Wednesday, 2 May 2012

Pelted

A very long time ago, when our planet was young, it was hammered by rocks. Lots of huge rocks, for ages. Not a particularly enjoyable experience, you'd imagine, but character-forming, like camping. This prolonged period of galactic stoning has a name - The Late Heavy Bombardment. Seems a very long time ago for something to be called 'late', but it's considered late in the time frame of the formation of the solar system's planets. The Heavy Bombardment part you get, I'm sure.


Until recently, the bulk of the evidence for this event (if you can call something that lasted hundreds of millions of years an event - cricket seems to last hundreds of millions of years and that's called a game. Oh no. I've ended a sentence within parentheses. What's the correct way to get back into the sentence outside? Let's just ignore all this bit and carry on.) has come from collected lunar material. Rocks sampled on Apollo missions show a huge number of big impacts happened beginning about 4.1 billion years ago - some 427 million years after it was knocked from Earth and 'born'. If the moon was getting pounded, then Earth, Mars, Venus and Mercury were most likely getting the same treatment. It had been thought the bombardment continued until 3.7 billion years ago, but new clues have been found in terrestrial rocks which would suggest the brutality went on for as much as a couple of billion years.


Impactite horizons with tiny glassy beads - impact spherules - from large scale landings have been found from as 'recently' as 1.8 billion years ago.
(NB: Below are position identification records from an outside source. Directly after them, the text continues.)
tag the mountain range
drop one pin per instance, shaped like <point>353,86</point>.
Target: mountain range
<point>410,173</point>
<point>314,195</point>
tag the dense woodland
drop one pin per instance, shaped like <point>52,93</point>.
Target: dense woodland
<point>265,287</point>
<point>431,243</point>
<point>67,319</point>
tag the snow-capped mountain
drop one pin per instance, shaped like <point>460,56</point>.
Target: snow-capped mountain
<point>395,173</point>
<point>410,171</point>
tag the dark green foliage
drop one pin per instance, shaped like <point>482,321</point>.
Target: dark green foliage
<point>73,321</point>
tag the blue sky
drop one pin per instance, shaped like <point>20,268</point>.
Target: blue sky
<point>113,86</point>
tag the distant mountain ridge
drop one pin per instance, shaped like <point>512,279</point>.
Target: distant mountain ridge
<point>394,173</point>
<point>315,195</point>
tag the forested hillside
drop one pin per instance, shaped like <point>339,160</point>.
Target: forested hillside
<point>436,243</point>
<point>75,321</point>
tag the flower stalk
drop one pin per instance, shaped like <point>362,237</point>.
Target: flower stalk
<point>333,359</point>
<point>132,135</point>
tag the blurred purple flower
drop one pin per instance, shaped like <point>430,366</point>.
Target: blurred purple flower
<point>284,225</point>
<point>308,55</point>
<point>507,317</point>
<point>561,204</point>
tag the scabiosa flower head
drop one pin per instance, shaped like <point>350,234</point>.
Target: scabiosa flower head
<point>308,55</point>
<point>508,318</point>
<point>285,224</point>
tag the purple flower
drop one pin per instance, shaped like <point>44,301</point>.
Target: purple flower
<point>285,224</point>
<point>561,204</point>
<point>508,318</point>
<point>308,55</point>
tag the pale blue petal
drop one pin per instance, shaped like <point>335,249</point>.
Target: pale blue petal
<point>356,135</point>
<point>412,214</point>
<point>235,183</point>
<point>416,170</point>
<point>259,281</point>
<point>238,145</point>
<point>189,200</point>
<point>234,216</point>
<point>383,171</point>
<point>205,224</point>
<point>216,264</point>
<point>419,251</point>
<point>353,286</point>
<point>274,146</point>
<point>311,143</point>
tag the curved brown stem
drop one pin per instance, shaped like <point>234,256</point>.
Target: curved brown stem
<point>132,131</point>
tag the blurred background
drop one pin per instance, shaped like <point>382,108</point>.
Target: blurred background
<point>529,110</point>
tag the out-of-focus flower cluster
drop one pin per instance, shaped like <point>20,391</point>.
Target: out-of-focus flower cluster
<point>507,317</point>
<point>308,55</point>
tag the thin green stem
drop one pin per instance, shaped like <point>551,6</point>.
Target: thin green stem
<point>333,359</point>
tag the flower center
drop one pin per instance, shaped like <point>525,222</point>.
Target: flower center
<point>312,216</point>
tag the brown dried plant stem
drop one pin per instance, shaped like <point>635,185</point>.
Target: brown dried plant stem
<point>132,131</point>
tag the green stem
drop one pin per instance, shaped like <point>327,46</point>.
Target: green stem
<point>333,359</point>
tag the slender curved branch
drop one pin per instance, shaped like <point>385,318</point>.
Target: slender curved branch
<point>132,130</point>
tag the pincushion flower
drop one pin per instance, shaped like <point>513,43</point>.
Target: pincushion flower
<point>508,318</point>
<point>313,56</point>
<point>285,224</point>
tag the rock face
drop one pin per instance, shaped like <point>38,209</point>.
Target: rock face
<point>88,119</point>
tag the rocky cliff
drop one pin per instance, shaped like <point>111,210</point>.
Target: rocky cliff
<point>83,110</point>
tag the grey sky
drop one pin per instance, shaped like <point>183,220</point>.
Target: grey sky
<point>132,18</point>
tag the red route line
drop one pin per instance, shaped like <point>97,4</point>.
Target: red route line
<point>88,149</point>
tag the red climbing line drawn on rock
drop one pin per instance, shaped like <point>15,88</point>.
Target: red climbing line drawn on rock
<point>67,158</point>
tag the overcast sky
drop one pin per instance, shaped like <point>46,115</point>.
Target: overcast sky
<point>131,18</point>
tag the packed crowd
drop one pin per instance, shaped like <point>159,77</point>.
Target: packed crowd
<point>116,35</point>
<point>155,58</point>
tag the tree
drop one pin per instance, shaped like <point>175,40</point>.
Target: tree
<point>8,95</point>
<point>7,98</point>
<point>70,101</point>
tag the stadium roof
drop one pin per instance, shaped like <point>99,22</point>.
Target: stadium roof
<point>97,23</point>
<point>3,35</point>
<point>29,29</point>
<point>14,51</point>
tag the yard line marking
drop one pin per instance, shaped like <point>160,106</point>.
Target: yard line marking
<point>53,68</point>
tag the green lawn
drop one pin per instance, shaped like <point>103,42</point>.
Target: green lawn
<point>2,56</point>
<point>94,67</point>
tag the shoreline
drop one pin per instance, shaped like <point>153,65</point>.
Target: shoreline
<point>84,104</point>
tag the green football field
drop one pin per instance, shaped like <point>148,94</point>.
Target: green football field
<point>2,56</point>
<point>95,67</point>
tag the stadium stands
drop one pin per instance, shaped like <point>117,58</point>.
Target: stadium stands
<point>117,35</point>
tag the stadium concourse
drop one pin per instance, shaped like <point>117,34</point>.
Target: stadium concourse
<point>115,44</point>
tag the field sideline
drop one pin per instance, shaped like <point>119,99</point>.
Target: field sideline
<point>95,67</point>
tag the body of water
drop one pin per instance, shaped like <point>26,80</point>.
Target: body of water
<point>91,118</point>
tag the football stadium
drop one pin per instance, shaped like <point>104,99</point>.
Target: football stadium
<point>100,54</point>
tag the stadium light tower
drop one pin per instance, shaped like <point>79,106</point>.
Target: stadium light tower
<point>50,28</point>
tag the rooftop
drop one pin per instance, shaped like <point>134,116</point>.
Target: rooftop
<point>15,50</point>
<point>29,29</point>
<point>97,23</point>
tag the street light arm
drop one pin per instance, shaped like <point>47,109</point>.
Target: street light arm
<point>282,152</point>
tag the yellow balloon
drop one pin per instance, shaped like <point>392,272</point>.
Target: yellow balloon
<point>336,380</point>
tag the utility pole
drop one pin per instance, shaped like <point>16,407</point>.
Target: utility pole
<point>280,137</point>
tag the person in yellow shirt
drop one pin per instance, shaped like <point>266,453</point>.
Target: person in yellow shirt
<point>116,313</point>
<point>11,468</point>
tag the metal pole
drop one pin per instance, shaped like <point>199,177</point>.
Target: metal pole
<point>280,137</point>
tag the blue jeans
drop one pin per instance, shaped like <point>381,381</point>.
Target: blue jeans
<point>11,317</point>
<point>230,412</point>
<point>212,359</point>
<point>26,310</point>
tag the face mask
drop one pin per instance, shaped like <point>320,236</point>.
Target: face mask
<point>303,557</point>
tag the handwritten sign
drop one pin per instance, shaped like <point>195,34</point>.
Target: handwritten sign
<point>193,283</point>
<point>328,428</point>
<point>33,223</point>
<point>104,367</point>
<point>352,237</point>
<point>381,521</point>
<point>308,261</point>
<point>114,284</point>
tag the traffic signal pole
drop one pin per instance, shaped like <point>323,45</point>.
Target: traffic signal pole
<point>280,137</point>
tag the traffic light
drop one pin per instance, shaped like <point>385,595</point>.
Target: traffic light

Large scale landings meaning really large in some cases - perhaps up to 70km across. Researchers think these show there's a case for an extension of the Late Heavy Bombardment, perhaps with a gradual decline in falls rather than a (relatively) sudden end. A complicating factor here, certainly with the earlier model, is the nature of the sampling. Although there were a few lunar landings, and a total of 380kg of rocks returned, the sample area isn't really a large percentage of the moon's surface area. We can't claim to have extensively explored the moon. Maybe other areas would/will show a different pattern of impact dates. In any case, we can be glad it's over. For now.